There’s a question

Given an array **ARR**

In each turn (from 1 to N , until array is deleted),

you can either Delete 1st element or Last element of that array and multiply it by turn number and ADD the max element present in the array.
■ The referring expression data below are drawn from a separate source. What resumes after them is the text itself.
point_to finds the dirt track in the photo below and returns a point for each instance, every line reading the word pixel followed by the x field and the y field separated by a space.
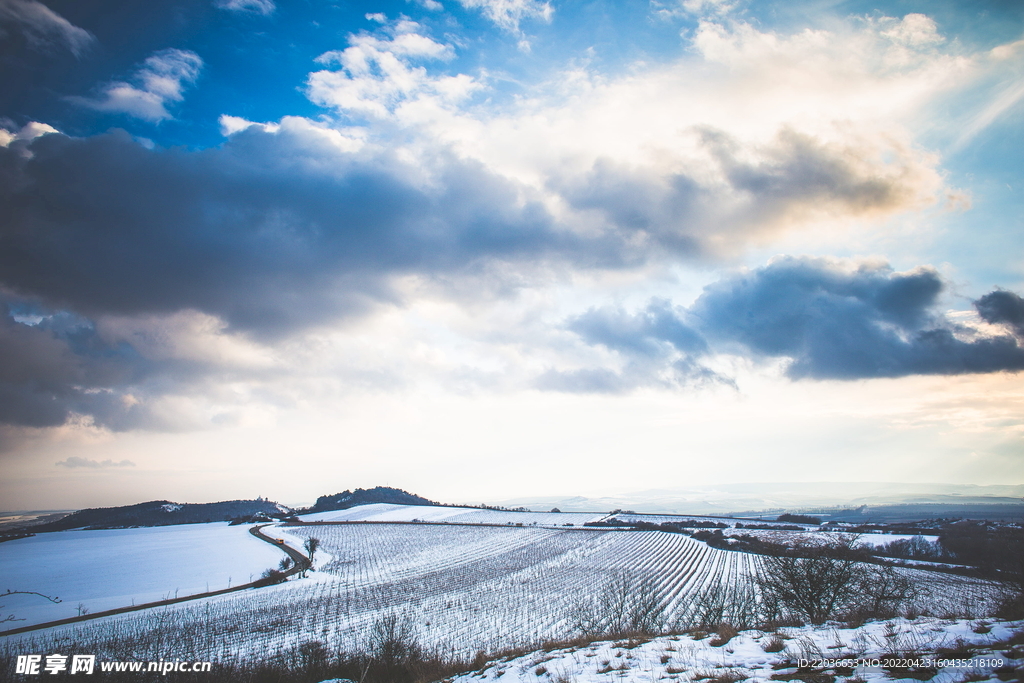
pixel 300 560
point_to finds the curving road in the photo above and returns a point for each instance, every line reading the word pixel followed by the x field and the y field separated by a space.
pixel 300 563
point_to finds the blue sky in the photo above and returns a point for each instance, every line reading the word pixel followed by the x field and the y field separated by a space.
pixel 452 246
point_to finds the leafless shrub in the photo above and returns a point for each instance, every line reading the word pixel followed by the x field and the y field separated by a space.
pixel 626 604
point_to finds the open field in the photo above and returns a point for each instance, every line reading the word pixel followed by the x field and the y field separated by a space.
pixel 110 568
pixel 464 588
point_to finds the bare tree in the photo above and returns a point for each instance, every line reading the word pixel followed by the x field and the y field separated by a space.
pixel 311 544
pixel 817 586
pixel 393 647
pixel 885 591
pixel 12 617
pixel 625 604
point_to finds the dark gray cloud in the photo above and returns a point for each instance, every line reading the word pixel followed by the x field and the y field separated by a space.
pixel 270 232
pixel 54 365
pixel 740 193
pixel 274 232
pixel 1003 307
pixel 41 27
pixel 840 324
pixel 833 322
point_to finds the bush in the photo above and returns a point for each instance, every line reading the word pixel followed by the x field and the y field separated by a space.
pixel 626 605
pixel 829 582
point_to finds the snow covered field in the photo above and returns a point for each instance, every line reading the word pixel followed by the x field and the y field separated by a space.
pixel 383 512
pixel 466 588
pixel 484 585
pixel 108 568
pixel 743 657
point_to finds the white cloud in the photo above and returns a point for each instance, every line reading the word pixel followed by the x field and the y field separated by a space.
pixel 75 461
pixel 377 77
pixel 44 27
pixel 29 132
pixel 507 14
pixel 160 81
pixel 257 6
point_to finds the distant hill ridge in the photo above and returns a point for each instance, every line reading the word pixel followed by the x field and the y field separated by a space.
pixel 350 499
pixel 163 513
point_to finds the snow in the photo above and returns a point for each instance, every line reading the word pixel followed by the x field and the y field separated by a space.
pixel 465 587
pixel 109 568
pixel 384 512
pixel 686 657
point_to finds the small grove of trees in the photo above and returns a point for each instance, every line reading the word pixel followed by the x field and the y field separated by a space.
pixel 13 617
pixel 914 548
pixel 822 583
pixel 310 544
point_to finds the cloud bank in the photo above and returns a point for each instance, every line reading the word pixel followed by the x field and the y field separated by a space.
pixel 159 82
pixel 119 262
pixel 827 319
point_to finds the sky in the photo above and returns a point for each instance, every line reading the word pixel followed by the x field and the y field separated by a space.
pixel 487 249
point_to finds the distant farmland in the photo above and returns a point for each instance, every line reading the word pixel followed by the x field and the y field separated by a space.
pixel 466 587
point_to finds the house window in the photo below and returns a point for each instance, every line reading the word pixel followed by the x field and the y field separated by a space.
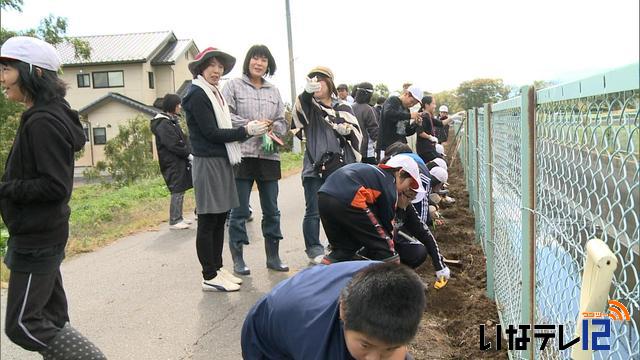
pixel 99 136
pixel 84 80
pixel 105 79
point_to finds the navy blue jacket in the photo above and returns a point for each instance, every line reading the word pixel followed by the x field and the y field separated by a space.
pixel 299 318
pixel 365 186
pixel 207 139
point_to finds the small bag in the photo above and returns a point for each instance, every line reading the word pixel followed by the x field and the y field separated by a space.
pixel 328 163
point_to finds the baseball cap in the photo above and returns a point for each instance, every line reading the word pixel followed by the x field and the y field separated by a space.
pixel 440 162
pixel 439 174
pixel 32 51
pixel 408 165
pixel 416 92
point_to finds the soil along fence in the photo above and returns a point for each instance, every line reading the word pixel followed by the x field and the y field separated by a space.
pixel 546 172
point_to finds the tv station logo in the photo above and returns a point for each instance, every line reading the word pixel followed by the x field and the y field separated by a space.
pixel 518 336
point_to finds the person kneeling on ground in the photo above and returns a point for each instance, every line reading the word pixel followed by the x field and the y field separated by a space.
pixel 354 310
pixel 357 207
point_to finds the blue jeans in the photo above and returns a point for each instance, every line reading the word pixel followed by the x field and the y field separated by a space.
pixel 311 221
pixel 268 191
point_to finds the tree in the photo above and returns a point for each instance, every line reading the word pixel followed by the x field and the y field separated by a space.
pixel 129 155
pixel 379 90
pixel 449 98
pixel 476 93
pixel 52 29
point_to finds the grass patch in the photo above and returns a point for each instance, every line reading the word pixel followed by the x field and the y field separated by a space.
pixel 100 215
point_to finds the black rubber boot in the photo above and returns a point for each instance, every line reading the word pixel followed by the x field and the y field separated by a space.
pixel 273 259
pixel 69 344
pixel 239 267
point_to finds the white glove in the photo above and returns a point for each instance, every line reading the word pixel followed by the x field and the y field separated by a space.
pixel 255 127
pixel 312 85
pixel 444 272
pixel 342 129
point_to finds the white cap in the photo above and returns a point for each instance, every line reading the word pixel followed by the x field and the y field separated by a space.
pixel 440 162
pixel 31 51
pixel 408 165
pixel 416 92
pixel 440 174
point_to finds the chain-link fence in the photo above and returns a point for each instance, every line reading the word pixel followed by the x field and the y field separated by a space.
pixel 576 147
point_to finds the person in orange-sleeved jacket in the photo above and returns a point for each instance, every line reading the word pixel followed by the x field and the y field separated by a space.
pixel 357 206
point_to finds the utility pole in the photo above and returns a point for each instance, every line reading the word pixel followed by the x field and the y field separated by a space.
pixel 292 74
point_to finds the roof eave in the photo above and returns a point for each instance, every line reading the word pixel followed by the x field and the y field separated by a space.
pixel 136 61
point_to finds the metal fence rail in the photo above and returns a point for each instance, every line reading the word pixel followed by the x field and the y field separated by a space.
pixel 584 184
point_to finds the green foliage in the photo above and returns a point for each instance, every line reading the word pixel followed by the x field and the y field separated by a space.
pixel 95 204
pixel 11 4
pixel 129 154
pixel 52 29
pixel 449 98
pixel 379 90
pixel 9 120
pixel 476 93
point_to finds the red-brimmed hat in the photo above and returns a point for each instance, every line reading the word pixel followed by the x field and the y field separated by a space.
pixel 227 60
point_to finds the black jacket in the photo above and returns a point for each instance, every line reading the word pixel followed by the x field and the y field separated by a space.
pixel 173 152
pixel 207 139
pixel 395 123
pixel 36 186
pixel 368 120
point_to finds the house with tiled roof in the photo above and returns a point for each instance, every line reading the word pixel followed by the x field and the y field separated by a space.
pixel 124 77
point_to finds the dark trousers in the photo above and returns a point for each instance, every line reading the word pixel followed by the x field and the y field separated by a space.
pixel 209 242
pixel 36 309
pixel 311 220
pixel 349 229
pixel 268 191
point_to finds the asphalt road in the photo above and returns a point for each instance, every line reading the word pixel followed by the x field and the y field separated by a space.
pixel 140 298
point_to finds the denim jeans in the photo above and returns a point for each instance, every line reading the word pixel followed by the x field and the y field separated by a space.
pixel 268 191
pixel 311 221
pixel 175 208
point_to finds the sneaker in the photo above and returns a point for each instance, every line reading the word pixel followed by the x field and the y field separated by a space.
pixel 229 276
pixel 219 283
pixel 179 226
pixel 317 260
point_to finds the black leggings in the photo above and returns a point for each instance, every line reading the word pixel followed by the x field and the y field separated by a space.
pixel 209 242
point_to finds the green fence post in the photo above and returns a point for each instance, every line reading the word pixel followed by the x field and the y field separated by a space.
pixel 466 153
pixel 476 197
pixel 528 190
pixel 488 193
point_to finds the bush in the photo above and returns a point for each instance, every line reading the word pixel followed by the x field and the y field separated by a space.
pixel 129 156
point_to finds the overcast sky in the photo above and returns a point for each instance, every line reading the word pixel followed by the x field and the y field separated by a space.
pixel 435 44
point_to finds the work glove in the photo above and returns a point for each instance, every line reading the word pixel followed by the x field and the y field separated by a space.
pixel 442 278
pixel 267 144
pixel 343 129
pixel 255 127
pixel 445 272
pixel 312 85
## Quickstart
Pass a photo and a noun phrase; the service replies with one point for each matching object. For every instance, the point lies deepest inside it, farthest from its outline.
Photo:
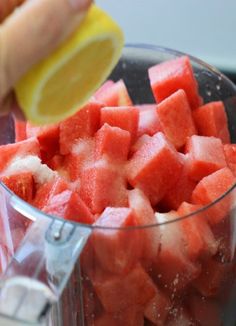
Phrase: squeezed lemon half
(59, 85)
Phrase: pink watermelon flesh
(210, 189)
(168, 77)
(82, 124)
(102, 185)
(118, 292)
(70, 206)
(211, 120)
(149, 122)
(176, 118)
(230, 156)
(155, 168)
(182, 189)
(16, 150)
(124, 117)
(172, 267)
(144, 213)
(206, 155)
(116, 250)
(113, 142)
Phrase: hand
(29, 34)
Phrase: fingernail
(80, 4)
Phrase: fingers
(32, 32)
(7, 6)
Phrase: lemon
(59, 85)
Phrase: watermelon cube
(157, 309)
(182, 189)
(22, 184)
(155, 167)
(82, 124)
(103, 184)
(230, 156)
(124, 117)
(48, 137)
(20, 130)
(212, 188)
(149, 123)
(200, 241)
(128, 317)
(117, 250)
(206, 312)
(48, 190)
(56, 162)
(211, 120)
(139, 143)
(179, 316)
(91, 305)
(11, 152)
(213, 277)
(113, 142)
(113, 94)
(82, 153)
(176, 119)
(173, 269)
(206, 155)
(144, 213)
(172, 75)
(70, 206)
(119, 292)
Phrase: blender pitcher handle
(41, 267)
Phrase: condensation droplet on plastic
(208, 93)
(124, 65)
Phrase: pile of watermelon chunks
(119, 165)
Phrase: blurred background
(203, 28)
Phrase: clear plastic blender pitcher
(51, 274)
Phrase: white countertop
(203, 28)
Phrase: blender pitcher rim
(154, 48)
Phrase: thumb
(32, 32)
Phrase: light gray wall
(204, 28)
You keep doing it until array id completely deleted and Print the total number

For example

Arr = 5 4 3 6 2

Answer = 96

Explanation

2 * 1 + 6 = 8

5 * 2 + 6 = 16

3 * 4 + 6 = 18

4 * 3 + 6 = 18

6 * 5 + 6 = 36

I did the solution by using Dynamic Programming Top Down approach as

```
int topDown(int i,int j,int a[],int turn){
if(i>j) return 0;
if(dp[i][j]!=-1) return dp[i][j];
int x = ((a[i]*turn) + RMQ(i,j)) + topDown(i+1,j,a,turn+1);
int y = ((a[j]*turn) + RMQ(i,j)) + topDown(i,j-1,a,turn+1);
return dp[i][j] = max(x,y);
}
int ans = topDown(0,n-1,ARR,1);
```

RMQ is Range Max Query with a Sparse Table of ARR O(1) TC

Can anyone Help me finding a Bottom UP approach to this solution?